A tale in three parts:

  • Apple states as of September that employees will be back to the office at least three days per week, and will get the option of two additional remote-work weeks per year (The Verge)
  • Apple employees respond, asking Apple to be more flexible and account for individuals who might want to work from home on a permanent basis (The Verge)
  • Daring Fireball writes a surprisingly callous response, slamming the Apple employee letter and inferring those people “aren’t a good fit for Apple”

I’ve primarily worked for home for 20 years now. It has pros and cons. I’ve been fortunate to be there for most of the big moments in my child’s life, not least her first steps. If I’d been on a 9–5, I’d have missed those—and so much more. But I also recognise that for some people, being around others in an office environment is how they thrive. Also, some jobs can only be done in that way.

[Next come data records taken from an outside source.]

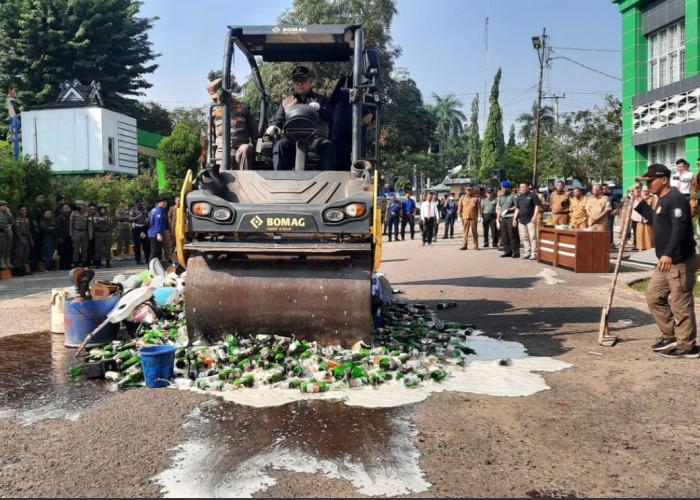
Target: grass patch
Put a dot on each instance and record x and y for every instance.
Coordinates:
(641, 286)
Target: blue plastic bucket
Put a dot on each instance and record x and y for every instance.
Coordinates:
(81, 317)
(157, 362)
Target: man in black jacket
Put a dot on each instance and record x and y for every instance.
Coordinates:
(670, 291)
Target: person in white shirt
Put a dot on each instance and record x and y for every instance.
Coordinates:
(682, 178)
(429, 215)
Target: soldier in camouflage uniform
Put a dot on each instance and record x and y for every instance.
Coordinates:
(63, 242)
(244, 128)
(36, 215)
(103, 237)
(23, 242)
(48, 229)
(123, 231)
(6, 223)
(80, 234)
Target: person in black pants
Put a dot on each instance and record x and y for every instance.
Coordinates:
(488, 221)
(449, 210)
(394, 212)
(138, 216)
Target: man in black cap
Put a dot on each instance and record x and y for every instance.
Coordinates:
(138, 216)
(284, 150)
(670, 291)
(505, 213)
(157, 223)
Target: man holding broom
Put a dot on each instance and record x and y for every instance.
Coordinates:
(670, 291)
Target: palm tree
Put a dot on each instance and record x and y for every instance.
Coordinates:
(547, 122)
(450, 120)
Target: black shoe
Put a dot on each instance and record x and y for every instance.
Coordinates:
(682, 353)
(664, 343)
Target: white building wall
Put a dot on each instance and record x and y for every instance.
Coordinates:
(76, 140)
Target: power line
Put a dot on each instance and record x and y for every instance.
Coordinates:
(587, 50)
(559, 56)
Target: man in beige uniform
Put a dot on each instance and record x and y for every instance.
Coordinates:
(244, 128)
(577, 210)
(559, 204)
(469, 209)
(597, 208)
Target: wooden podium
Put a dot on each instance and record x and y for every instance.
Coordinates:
(583, 251)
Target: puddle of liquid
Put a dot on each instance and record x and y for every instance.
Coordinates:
(234, 449)
(483, 374)
(365, 438)
(33, 384)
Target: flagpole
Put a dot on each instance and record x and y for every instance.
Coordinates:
(14, 122)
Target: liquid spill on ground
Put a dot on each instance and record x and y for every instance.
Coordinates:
(360, 435)
(238, 442)
(234, 449)
(33, 384)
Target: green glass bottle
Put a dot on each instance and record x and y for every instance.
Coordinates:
(75, 371)
(313, 387)
(247, 381)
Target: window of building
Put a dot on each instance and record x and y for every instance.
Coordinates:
(110, 150)
(666, 153)
(666, 55)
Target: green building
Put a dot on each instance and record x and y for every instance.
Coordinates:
(660, 83)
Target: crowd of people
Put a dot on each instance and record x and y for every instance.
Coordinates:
(508, 217)
(81, 234)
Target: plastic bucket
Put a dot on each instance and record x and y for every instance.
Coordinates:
(58, 297)
(82, 317)
(157, 363)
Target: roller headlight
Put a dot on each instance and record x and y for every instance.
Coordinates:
(202, 209)
(221, 214)
(355, 210)
(334, 215)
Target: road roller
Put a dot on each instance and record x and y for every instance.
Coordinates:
(286, 252)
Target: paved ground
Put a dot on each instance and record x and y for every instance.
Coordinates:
(622, 422)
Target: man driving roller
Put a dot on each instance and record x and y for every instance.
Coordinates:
(284, 150)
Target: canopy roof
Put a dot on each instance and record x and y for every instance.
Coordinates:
(329, 42)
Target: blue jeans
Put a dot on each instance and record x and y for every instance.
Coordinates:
(48, 256)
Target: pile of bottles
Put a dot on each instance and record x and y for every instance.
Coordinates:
(411, 348)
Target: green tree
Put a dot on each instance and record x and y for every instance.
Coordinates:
(547, 122)
(152, 117)
(494, 143)
(517, 161)
(473, 143)
(179, 152)
(587, 145)
(407, 124)
(57, 40)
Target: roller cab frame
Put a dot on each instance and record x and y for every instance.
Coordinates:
(288, 252)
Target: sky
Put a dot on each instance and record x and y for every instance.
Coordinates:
(445, 45)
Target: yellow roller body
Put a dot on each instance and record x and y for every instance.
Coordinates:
(181, 220)
(377, 230)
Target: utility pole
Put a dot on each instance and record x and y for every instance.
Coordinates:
(540, 45)
(556, 104)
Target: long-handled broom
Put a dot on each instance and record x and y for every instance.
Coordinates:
(604, 337)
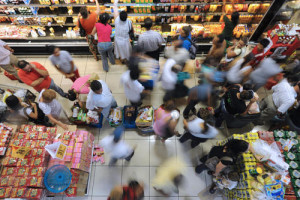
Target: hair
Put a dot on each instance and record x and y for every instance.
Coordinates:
(148, 23)
(235, 16)
(48, 95)
(72, 95)
(246, 94)
(221, 38)
(96, 85)
(13, 102)
(233, 176)
(84, 13)
(264, 42)
(134, 73)
(187, 30)
(22, 64)
(123, 16)
(237, 146)
(104, 18)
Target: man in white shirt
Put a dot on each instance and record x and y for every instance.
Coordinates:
(132, 87)
(7, 59)
(100, 98)
(279, 102)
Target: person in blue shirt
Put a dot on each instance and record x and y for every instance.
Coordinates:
(186, 37)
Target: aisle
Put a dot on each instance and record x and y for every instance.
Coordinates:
(150, 153)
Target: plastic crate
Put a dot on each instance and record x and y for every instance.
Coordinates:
(129, 124)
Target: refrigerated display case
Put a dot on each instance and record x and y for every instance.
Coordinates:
(30, 25)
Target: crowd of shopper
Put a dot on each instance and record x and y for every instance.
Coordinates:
(228, 77)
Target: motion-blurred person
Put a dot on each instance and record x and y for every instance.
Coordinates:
(240, 71)
(116, 147)
(100, 98)
(133, 191)
(123, 26)
(105, 46)
(230, 24)
(166, 119)
(198, 131)
(31, 112)
(63, 62)
(52, 108)
(88, 22)
(186, 37)
(150, 41)
(169, 176)
(8, 60)
(34, 74)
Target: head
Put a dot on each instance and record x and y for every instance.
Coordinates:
(237, 146)
(233, 176)
(104, 18)
(96, 86)
(148, 23)
(262, 44)
(123, 16)
(72, 95)
(246, 95)
(218, 40)
(84, 13)
(24, 65)
(235, 18)
(185, 31)
(242, 42)
(48, 95)
(13, 102)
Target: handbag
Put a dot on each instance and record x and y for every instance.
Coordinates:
(81, 29)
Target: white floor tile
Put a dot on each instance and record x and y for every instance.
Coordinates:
(105, 179)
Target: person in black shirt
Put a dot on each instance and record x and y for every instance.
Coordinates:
(233, 103)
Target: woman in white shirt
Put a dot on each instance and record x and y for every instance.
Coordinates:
(198, 131)
(51, 107)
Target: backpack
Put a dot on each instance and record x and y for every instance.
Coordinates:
(81, 29)
(193, 49)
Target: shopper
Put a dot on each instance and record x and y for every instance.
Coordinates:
(63, 62)
(31, 112)
(105, 46)
(34, 74)
(165, 121)
(123, 27)
(186, 37)
(100, 98)
(8, 61)
(198, 131)
(88, 22)
(52, 108)
(277, 103)
(133, 191)
(229, 24)
(116, 147)
(134, 90)
(150, 41)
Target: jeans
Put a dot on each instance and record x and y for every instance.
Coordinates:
(106, 49)
(57, 89)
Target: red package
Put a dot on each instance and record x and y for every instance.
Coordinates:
(5, 192)
(33, 193)
(18, 192)
(7, 171)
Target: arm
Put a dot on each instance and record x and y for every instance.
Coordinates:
(37, 82)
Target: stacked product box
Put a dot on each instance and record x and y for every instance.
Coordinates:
(23, 177)
(292, 157)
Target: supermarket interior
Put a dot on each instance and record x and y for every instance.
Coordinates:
(205, 105)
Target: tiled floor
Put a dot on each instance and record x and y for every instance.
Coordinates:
(150, 153)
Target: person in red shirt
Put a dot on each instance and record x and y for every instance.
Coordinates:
(259, 51)
(34, 74)
(88, 22)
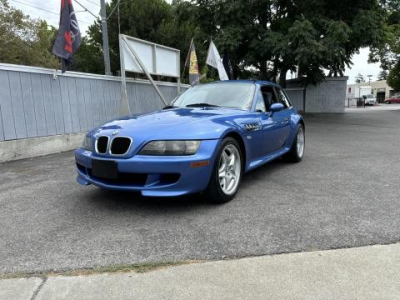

However, many jobs can be performed well in a distributed team environment. Apple itself has shown that, in all the many things it’s achieved during a pandemic. At this point, my take—as someone who is very aware of being in a fairly privileged position—is that flexibility is the way forward.

The Daring Fireball take is, for me, colossally bad. From a pure commentary standpoint, it’s distasteful for an individual working however they like to hand-wave away requests for flexibility from people who have discovered how they can do revolutionary work and not miss out on things like family moments (while avoiding soul-sapping commutes).

But the same is true in reverse. Some people thrive on in-person interaction. So denying that (as some other companies are looking to do) is equally problematic. Companies will have to figure out new ways of working that are flexible and smart enough to cater for alternate ways of thinking.

For Apple specifically, the company used to say ‘think different’. It could leverage that approach and lead a new way of how major corporations work rather than being so prescriptive. And while Apple shifting to three days in/two days out is a big cultural shift, it has an opportunity to do more. If your company has been by every measure a massive success during the pandemic, then it has space to be more radical, not less, regarding workers.